After I get through touring the homes, I focus on the yards or acreage included. If it’s appropriate to the era, it can increase the selling price by thousands – sometimes hundreds of thousands.
Some period considerations are foundation plantings. Some houses have none, others have inappropriate varieties and some have overgrown plants. Each of these has problems with enhancing the landscape.
Over the years, some owners have taken out old plantings for whatever reason and never replaced anything. Old Midwest homes were generally meant to have trees and bushes to help manage the weather elements. Shade and wind protection were important before air conditioning and central heating.
Bravo to the homeowner who landscapes an old home property. But putting shrubs of varieties never developed during the home’s original construction often looks very out of place.
Then there’s the vegetation that has outgrown its place or shape. Old large evergreens shrubs can never be trimmed back. And although it may seem like a good privacy idea, shrubs should not cover up windows. Huge shrubs or trees against the siding can cause the paint to peel, boards rot and the foundation to crumble.
The only solution to many overgrown shrubs is to take them out and start over. The only solution to many overgrown trees (ones situated away from the buildings) may be to hire an experienced forester (one who understands and loves old homes) to trim them. Do not top a tree. Trim out dead wood, branches that rub, remove suckers and low hanging branches to enable air flow.
Then there’s the vine issue. We often see vines on old homes. They may even be original. They shade the home in the summer and often have flowers. It all sounds great until you see the damage they’ve done. Any vine that attaches to the siding/bricks/stone by suckers will eventually cause damage. Plus it’s almost impossible to remove. This would be trumpet vine, ivy, Virginia creeper, wisteria to name just a few.

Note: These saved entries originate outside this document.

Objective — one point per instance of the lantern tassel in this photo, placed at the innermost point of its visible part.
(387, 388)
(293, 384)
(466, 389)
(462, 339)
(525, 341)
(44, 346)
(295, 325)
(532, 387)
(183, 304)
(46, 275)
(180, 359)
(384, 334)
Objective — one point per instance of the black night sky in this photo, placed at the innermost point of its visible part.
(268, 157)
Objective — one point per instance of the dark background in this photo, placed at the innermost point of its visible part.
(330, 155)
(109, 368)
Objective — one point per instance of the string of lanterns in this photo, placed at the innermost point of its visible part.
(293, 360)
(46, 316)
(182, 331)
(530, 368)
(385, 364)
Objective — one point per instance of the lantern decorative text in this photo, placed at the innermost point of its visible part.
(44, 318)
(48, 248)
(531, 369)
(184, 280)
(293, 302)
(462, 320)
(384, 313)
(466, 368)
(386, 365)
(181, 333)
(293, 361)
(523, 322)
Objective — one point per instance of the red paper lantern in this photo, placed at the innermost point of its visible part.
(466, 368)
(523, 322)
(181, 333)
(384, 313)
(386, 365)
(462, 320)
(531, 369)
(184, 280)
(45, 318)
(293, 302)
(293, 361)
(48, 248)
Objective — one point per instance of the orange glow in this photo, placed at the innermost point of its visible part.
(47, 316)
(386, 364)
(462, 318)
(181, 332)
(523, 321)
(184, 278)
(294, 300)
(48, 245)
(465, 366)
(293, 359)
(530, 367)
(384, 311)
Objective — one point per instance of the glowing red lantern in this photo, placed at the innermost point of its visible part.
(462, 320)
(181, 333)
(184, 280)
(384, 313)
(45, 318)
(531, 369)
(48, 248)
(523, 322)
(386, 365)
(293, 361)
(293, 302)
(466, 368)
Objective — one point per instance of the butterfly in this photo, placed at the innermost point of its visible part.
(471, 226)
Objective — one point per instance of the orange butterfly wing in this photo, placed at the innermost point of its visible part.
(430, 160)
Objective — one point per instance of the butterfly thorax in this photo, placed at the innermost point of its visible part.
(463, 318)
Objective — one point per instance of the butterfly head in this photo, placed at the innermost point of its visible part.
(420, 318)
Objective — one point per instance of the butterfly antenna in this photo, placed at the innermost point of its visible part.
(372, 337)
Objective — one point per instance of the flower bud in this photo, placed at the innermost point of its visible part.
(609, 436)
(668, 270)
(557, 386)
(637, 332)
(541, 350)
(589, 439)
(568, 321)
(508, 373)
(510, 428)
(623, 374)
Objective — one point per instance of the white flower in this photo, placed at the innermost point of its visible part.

If you love vines (and I do) make sure they’re NOT on a building. Sturdy trellises and fences work if placed away from buildings. I remember seeing lattice trellis on the sides of buildings in Amana holding grapes. It was a beautiful site and it must have been a terrible maintenance issue.
The Victorians would plant bushes with thorns or briars under windows as a security measure.
Check out the date your home was built and then check out when plants were introduced to find age appropriate landscaping. Check out old pictures of homes the same age and style. What is perfect for an old Victorian Queen Ann is not appropriate for Mid Century American or a ranch style. They each have landscaping beauty and each can be recreated to enhance the home.
Even if you’re not into lots of yard work or have loads of extra disposable income, having a home’s age appropriate landscape can be accomplished with some well placed plants. It should showcase the home and it’s style. It should provide a way to manage the elements and protect the structures. It should be pleasing and enjoyable. It should enhance the value of the property.